Asselmans jarenlang onderzoek is niet zonder problemen verlopen. Door de vervanging van het landelijke DBC registratiesysteem door het DOT systeem moest Asselman terug naar de tekentafel voor een methodologisch herontwerp. Daarbij levert DOT niet altijd de voor een goede casemix noodzakelijke herkenbare medische informatie op. “Hoewel DOT zeker voordelen had werden de gegevens door gebruikers nog steeds als onbetrouwbaar gezien, meer nog dan de DBC-gegevens”, schrijft hij in zijn onderzoek.

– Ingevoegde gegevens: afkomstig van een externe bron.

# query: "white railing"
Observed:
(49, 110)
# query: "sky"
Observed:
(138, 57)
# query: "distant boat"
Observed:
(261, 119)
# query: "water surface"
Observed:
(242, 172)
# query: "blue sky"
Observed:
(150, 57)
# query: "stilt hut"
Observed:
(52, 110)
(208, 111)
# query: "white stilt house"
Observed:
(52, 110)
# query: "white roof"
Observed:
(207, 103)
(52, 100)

Dit probleem duurt nog altijd voort, aldus Asselman. “Door informatie in financieel-administratieve bakjes te plaatsen waar van alles in zit, wordt het beeld grover. Voor een arts zijn zulke geaggregeerde producten niet meer herkenbaar. Bij het registreren van de diagnose hebben ze nog wel een goed gevoel, maar wat er daarna achter de schermen gebeurt om een DOT af te leiden zien ze als een black box.”
Om dit op te lossen heeft Asselman een vertaalslag gemaakt van DOT-producten naar patiëntengroepen, een taal die voor artsen wel herkenbaar was.
Zorgverzekeraars
De DOT-systematiek en de bijhorende continue aanpassingen is maar één van de obstakels die Asselman bij de doorontwikkeling van CMI tegen kwam. De vaak moeizame onderhandelingen met zorgverzekeraars betekenen dat het ziekenhuis pas laat in het jaar duidelijkheid heeft over essentiële informatie als vergoedingen. Daarnaast zijn er in de ziekenhuizen zelf de nodige problemen. Medische managers hebben niet altijd de kennis om de case-mix informatie te interpreteren, ze zijn er immers niet voor opgeleid, aldus Asselman. Bovendien is de kwaliteit van de data niet altijd op orde.
Ook de migratie naar een nieuwe epd in de vorm van Epic heeft een wissel getrokken op het CMI-project. “Eigenlijk zitten we na de invoering in september vorig jaar nog steeds in de opbouwfase”, zegt Asselman. “Voorlopig hebben hele basale dingen de prioriteit, zoals het vullen van het systeem met de juiste historische data of het op het tijd uitsturen van een factuur.”
Als gevolg van de aanhoudende onzekerheden over de prijzen en volumes van zorgproducten kon de CMI-nog niet worden gebruikt om de budgetten van de medische afdelingen te bepalen, terwijl dit wel een belangrijk doel was. Toch acht Asselman CMI een kansrijk instrument voor ziekenhuizen van groot tot klein. “Je kunt zowel intern als aan de buitenwereld beter uitleggen wat je doet, hoe je het doet en waarom.” Als voorbeeld haalt Asselman zijn eigen ziekenhuis aan. “Het AMC heeft jaren geleden de strategische keuze gemaakt om zich te concentreren op top-referente zorg. CMI maakte duidelijk dat we nog veel tijd en geld besteedden aan basiszorg, dat was voor veel mensen een eye-opener.”